如何通过 API 从维基百科获取地标地点的标题?
How to get title of landmark place from Wikipedia by API?
对于我的代码,我使用维基百科 API,它提供指向与该城市的维基百科文章链接的所有地方的链接。但是我的代码有一些额外的不必要的链接。我只想 return 类型为 "landmark".
的链接
我的维基百科 API 是:
https://en.wikipedia.org/w/api.php?action=query&list=geosearch&gsradius=10000&gspage=Berlin&gslimit=500&gsprop=type|name|dim|country|region|globe&format=json
示例 JSON 来自维基百科的数据 API:
"query": {
"geosearch": [
{
"pageid": 5858187,
"ns": 0,
"title": "Stuttgart Hauptbahnhof",
"lat": 48.783888888889,
"lon": 9.1816666666667,
"dist": 136.8,
"primary": "",
"type": "railwaystation",
"name": "",
"dim": 1000,
"country": "DE",
"region": "BW"
},
{
"pageid": 6102287,
"ns": 0,
"title": "Staatstheater Stuttgart",
"lat": 48.780277777778,
"lon": 9.185,
"dist": 361,
"primary": "",
"type": "landmark",
"name": "",
"dim": "900",
"country": "DE",
"region": "BW"
},
{
"pageid": 35806545,
"ns": 0,
"title": "Versatel building",
"lat": 48.78409,
"lon": 9.17799,
"dist": 400.4,
"primary": "",
"type": null,
"name": "",
"dim": 1000,
"country": null,
"region": null
},
{
"pageid": 3230957,
"ns": 0,
"title": "Neue Staatsgalerie",
"lat": 48.780277777778,
"lon": 9.1869444444444,
"dist": 430.6,
"primary": "",
"type": "landmark",
"name": "",
"dim": 1000,
"country": "DE",
"region": "BW"
},
....
]
}
我的代码从这个 API 中获取 Title。
using (var client = new HttpClient())
{
var response = client.GetAsync("https://en.wikipedia.org/w/api.php?action=query&list=geosearch&gsradius=10000&gspage=Berlin&gslimit=500&gsprop=type|name|dim|country|region|globe&format=json").Result;
if (response.IsSuccessStatusCode)
{
var responseContent = response.Content;
string responseString = responseContent.ReadAsStringAsync().Result;
var obj = JsonConvert.DeserializeObject<RootObject>(responseString).query.geosearch.Select(a => a.title).ToList();
foreach (var item in obj)
{
Console.WriteLine(item);
}
}
}
这是当前输出:
如何从 type 为 "landmark" 的结果中获取标题?
我不懂 C#:-)
但是尝试这样的事情:
var geosearch = JsonConvert.DeserializeObject<RootObject>(responseString).query.geosearch;
var landmarks = geosearch.Where(type => type == "landmark");
如果您使用 JSON 格式,试试这个:
var obj = JsonConvert.DeserializeObject<RootObject>(responseString).query.geosearch
.Where(a => a.type == "landmark").Select(a => a.title).ToList();
也可以不使用Json.NET获得所有称号。

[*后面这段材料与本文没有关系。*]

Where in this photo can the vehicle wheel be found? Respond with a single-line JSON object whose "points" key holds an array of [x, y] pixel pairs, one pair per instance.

这就是我使用 XML 格式的方式:
using (var webResponse = (HttpWebResponse)WebRequest.Create("https://en.wikipedia.org/w/api.php?action=query&list=geosearch&gsradius=10000&gspage=Berlin&gslimit=500&gsprop=type&format=xml").GetResponse())
{
using (var reader = new StreamReader(webResponse.GetResponseStream()))
{
var response = XElement.Parse(reader.ReadToEnd());
var obj = response.Descendants("gs")
.Where(a => a.Attribute("type") != null && a.Attribute("type").Value == "landmark")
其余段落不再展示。